Which are the main competition authorities?
US – The duty of regulating mergers and acquisitions and other considerations of market dominance in the US is shared by the Federal Trade Commission and the Department of Justice.
The FTC declares its mission to be the "prevention of anticompetitive, deceptive, and unfair business practices, enhancing informed consumer choice and public understanding of the competitive process, and accomplishing this without unduly burdening legitimate business activity".
Eurozone – The European Commission is the main executive body of the European Union and promotes its general interest.
Its competition division's main objective is to "enhance consumer welfare and efficiently functioning markets by protecting competition".
UK - The Competition and Markets Authority is the regulatory body that replaced the Competition Commission in 2014, which itself was the replacement body for the Monopolies and Mergers Commission which ran between 1973-1999.
The CMA works to "promote competition for the benefit of consumers and aims to make markets work well for consumers businesses and the economy".

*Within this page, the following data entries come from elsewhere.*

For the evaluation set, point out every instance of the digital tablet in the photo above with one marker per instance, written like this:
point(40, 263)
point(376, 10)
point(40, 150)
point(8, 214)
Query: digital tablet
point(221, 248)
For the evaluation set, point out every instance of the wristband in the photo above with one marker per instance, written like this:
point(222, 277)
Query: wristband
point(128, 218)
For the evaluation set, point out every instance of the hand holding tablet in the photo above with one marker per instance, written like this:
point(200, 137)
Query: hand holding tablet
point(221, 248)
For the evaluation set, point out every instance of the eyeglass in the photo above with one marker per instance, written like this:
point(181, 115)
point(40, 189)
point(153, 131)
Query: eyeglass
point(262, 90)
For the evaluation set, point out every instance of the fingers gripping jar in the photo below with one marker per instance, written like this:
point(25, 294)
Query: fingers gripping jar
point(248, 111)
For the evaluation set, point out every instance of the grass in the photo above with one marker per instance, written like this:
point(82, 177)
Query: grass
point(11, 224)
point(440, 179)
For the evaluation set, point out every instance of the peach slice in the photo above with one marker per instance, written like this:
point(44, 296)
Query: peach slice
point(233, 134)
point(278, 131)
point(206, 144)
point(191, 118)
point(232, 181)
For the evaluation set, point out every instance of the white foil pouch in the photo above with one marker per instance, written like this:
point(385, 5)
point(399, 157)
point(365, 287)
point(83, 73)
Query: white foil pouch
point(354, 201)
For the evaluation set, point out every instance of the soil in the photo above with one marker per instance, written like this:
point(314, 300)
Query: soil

Of increasing importance on the global competition stage is China, and its Anti-Monopoly Committee.
M&A law differences
Simon Bishop says that while there are big distinctions in the approaches of different authorities, their competition laws are all essentially trying to do the same thing: "Don't let firms get too big, and if they do get big, don't allow them to manipulate the market."
And while there are analogous activities shared by all the authorities, they are separated by differences in underlying philosophy, Bishop adds.
He explains how the US can appear to be more lenient:
"Loosely speaking, authorities in the US believe in the market more than European authorities," he says.
"In the US, if you come up with a great product idea and end up having a 60% share in the market – then good for you. But if you stop doing a good job, one of the firms that make up the other 40% will come in and take your business from you – that's a sign of a market that's working."
However, all authorities are not the same. Bishop says: "In Europe they would say '60% is a big number, we need to intervene'."
He cites the example of Google's $2.7bn fine imposed by the European Commission for abusing its position in online searches.
Google punished in the EU
The EC concluded this year that Google had abused its dominance as a search engine by giving advantageous advertising for its own services.
When reported for the same alleged abuse in the US in 2011, the Federal Trade Commission ruled 18-months later – after Google agreed to tweak some of its business activities – that no further action was necessary.
The FTC reasoned that Google's search practices "could plausibly be justified as innovations that improved the company's product and the experience of its users".
Bishop says: "You can have the same merger ostensibly raising the same issues in all regions, but have different outcomes in each."
Global efforts at harmonisation
A global body exists to encourage harmonisation of competition rules.
Most countries are members of the International Competition Network and assemble regularly to discuss progress on harmonisation, but the reality is that the underlying philosophies of individual nations are difficult to resolve, says Bishop.
He says: "They can agree that there are holes in certain laws and that agencies around the world need to agree there are holes, but harmonisation over how different agencies approach the same issue is nearly impossible."